Analysts for BTIG and William Blair launched coverage of Lyra Therapeutics (NASDAQ:LYRA) with “buy” and “outperform” ratings, respectively.
Lyra is developing a novel drug delivery platform for ear, nose and throat disease. Its XTreo technology platform is a polymer-based system that is able to deliver a consistent, continuous dose of a therapeutic over an extended period of time to nasal mucosal tissue.
BTIG analyst, Robert Hazlett, writes that Lyra’s lead program, LYR-210, has a tubular mesh configuration with elastic properties that is designed to promote comfort as well as retention in the mucosal tissue of the sinus.
“LYR-210 is able to deliver a continuous dose of the well-characterized steroid, mometasone, over six months to treat patients with chronic rhinosinusitis who have not had sinus surgery,” he added.
Mr. Hazlett set a $28 price target for Lyra. The stock closed at $14.43 on May 22.
William Blair analyst, Tim Lugo, who set a fair value estimate for Lyra of $36, said a Phase 1 study of LYR-210 demonstrated impressive efficacy signals in all patients, with clinically meaningful rapid and sustained improvements in symptoms.
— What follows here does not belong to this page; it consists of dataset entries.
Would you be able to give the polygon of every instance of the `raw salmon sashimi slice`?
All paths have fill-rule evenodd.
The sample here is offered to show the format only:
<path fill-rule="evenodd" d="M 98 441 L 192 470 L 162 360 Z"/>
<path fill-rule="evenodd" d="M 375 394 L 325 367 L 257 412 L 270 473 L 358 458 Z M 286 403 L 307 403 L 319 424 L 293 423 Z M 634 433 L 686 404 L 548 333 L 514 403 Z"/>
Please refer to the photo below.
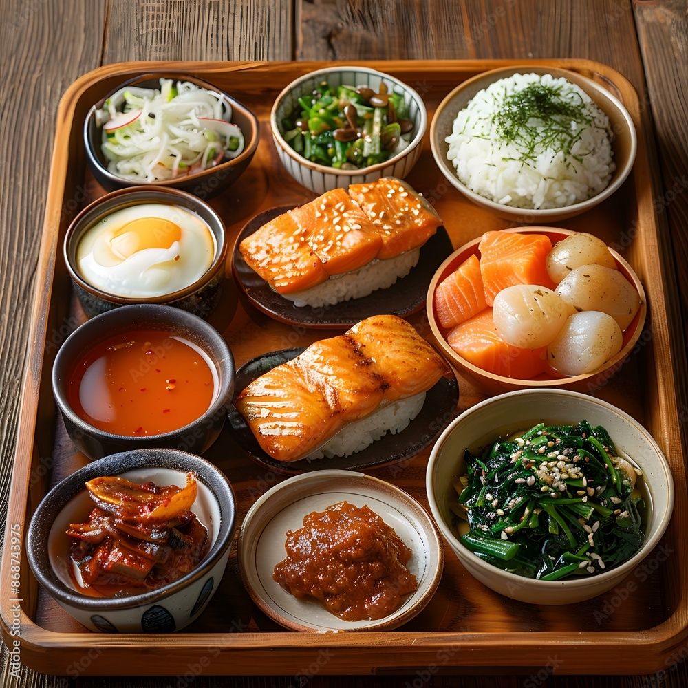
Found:
<path fill-rule="evenodd" d="M 308 289 L 329 278 L 303 228 L 288 213 L 246 237 L 239 250 L 248 266 L 280 294 Z"/>
<path fill-rule="evenodd" d="M 327 191 L 288 214 L 328 275 L 358 270 L 378 255 L 383 244 L 377 228 L 343 189 Z"/>
<path fill-rule="evenodd" d="M 459 356 L 495 375 L 528 380 L 547 369 L 547 347 L 521 349 L 507 344 L 497 332 L 489 308 L 456 325 L 447 341 Z"/>
<path fill-rule="evenodd" d="M 234 405 L 266 452 L 297 461 L 349 423 L 427 391 L 444 374 L 444 359 L 406 321 L 376 316 L 268 371 Z"/>
<path fill-rule="evenodd" d="M 422 246 L 442 224 L 435 208 L 396 177 L 352 184 L 349 194 L 375 225 L 382 239 L 378 258 L 394 258 Z"/>
<path fill-rule="evenodd" d="M 487 308 L 477 256 L 469 256 L 435 290 L 435 312 L 449 330 Z"/>
<path fill-rule="evenodd" d="M 495 297 L 514 284 L 539 284 L 554 289 L 547 272 L 547 255 L 552 241 L 544 234 L 486 232 L 478 245 L 485 298 L 492 305 Z"/>

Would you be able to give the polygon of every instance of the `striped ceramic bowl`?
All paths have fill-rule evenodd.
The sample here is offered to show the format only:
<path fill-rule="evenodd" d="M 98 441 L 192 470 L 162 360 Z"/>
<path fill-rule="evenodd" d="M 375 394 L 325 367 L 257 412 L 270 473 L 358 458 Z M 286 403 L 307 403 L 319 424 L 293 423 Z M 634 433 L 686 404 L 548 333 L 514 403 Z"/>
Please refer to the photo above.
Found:
<path fill-rule="evenodd" d="M 385 162 L 358 170 L 326 167 L 299 155 L 283 138 L 282 120 L 299 107 L 299 97 L 310 94 L 323 81 L 334 87 L 345 84 L 356 87 L 365 86 L 376 92 L 384 82 L 388 92 L 402 94 L 410 113 L 409 118 L 413 122 L 413 138 L 409 145 Z M 394 76 L 365 67 L 332 67 L 311 72 L 287 86 L 272 105 L 270 123 L 277 154 L 287 171 L 299 184 L 320 194 L 338 187 L 345 188 L 350 184 L 372 182 L 380 177 L 403 179 L 420 155 L 420 144 L 427 127 L 427 111 L 418 94 Z"/>

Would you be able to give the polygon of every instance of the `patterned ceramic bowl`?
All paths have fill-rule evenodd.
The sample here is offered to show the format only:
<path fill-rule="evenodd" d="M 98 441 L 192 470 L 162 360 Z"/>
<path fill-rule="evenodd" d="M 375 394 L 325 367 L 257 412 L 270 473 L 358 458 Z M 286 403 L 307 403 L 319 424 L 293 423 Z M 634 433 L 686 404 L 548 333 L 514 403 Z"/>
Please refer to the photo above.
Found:
<path fill-rule="evenodd" d="M 207 553 L 173 583 L 139 594 L 89 596 L 78 592 L 72 572 L 70 524 L 87 519 L 94 503 L 84 484 L 117 475 L 136 483 L 183 487 L 193 471 L 197 497 L 191 510 L 208 532 Z M 140 449 L 114 454 L 79 469 L 56 485 L 39 505 L 27 534 L 29 563 L 39 582 L 58 603 L 93 631 L 169 633 L 197 618 L 219 585 L 234 536 L 236 506 L 224 475 L 199 456 L 175 449 Z"/>
<path fill-rule="evenodd" d="M 343 85 L 363 86 L 376 92 L 379 92 L 380 83 L 384 83 L 388 93 L 402 94 L 409 109 L 409 118 L 413 125 L 408 146 L 385 162 L 356 170 L 327 167 L 300 155 L 284 139 L 283 120 L 299 107 L 299 98 L 310 95 L 323 81 L 333 87 Z M 418 93 L 394 76 L 365 67 L 332 67 L 305 74 L 287 86 L 275 101 L 270 122 L 277 154 L 287 171 L 299 184 L 321 194 L 338 187 L 346 188 L 350 184 L 372 182 L 380 177 L 403 179 L 420 155 L 420 144 L 427 126 L 427 111 Z"/>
LYR-210 is now being evaluated in the Phase 2 LANTERN study, which is expected to read out top-line data before the end of 2020. Although the COVID-19 pandemic led the company to end enrollment early, LYR-210 will likely “confer meaningful improvements in symptoms, and we believe that the use of a well-characterized active ingredient de-risks the program,” he added.
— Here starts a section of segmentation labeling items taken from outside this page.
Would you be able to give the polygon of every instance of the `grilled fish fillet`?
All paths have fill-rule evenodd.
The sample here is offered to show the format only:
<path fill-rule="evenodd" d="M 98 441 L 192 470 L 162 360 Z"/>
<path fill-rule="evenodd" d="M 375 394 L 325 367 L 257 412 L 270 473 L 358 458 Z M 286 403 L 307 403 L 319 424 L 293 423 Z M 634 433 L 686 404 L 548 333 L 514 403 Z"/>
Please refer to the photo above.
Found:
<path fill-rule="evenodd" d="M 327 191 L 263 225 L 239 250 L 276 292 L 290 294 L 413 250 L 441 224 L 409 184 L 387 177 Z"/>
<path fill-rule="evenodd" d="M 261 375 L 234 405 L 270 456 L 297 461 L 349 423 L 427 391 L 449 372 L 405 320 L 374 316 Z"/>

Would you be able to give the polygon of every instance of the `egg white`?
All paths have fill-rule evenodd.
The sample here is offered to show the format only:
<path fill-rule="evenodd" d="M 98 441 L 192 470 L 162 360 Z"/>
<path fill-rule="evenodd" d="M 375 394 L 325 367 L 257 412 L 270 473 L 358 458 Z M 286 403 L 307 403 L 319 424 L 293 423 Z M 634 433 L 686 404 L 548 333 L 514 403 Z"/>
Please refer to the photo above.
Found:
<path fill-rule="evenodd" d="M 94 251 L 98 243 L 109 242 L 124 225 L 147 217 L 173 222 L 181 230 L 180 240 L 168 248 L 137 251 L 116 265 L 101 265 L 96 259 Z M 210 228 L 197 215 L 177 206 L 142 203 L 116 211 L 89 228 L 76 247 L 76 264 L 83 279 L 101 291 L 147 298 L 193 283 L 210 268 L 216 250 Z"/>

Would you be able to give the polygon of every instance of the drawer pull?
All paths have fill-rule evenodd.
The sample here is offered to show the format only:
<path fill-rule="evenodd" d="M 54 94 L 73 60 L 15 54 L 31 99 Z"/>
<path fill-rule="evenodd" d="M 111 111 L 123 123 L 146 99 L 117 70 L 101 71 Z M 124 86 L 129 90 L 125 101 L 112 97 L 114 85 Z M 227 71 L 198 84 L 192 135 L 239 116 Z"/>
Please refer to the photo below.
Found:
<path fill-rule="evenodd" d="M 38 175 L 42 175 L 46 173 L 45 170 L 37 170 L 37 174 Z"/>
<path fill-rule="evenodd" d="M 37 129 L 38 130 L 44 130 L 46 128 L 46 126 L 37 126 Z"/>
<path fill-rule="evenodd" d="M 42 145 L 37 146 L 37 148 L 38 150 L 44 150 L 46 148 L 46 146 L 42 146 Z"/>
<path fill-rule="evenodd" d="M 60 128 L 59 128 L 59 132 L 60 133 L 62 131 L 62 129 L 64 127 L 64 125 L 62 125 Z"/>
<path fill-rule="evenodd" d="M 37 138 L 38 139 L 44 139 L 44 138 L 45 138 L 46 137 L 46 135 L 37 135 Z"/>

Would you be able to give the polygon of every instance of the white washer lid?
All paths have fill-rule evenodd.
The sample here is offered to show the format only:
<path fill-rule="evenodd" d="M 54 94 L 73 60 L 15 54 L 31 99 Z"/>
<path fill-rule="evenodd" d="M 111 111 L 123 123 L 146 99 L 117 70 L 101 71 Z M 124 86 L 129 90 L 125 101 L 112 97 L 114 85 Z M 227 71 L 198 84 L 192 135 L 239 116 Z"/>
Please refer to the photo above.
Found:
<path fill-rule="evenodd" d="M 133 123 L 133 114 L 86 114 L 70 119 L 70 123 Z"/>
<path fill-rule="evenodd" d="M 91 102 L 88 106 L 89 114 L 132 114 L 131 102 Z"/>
“We believe the ability to offer six months of sustained therapy with a single administration will make LYR-210 an attractive option for patients who fail conventional medical therapies, which we estimate to be about four million patients,” Mr. Lugo said.
Lyra also plans to develop LYR-220, a larger version of LYR-210, for the treatment of patients with chronic rhinosinusitis who have previously had surgery. The company expects to initiate a Phase 2 study of LYR-220 before the end of 2021.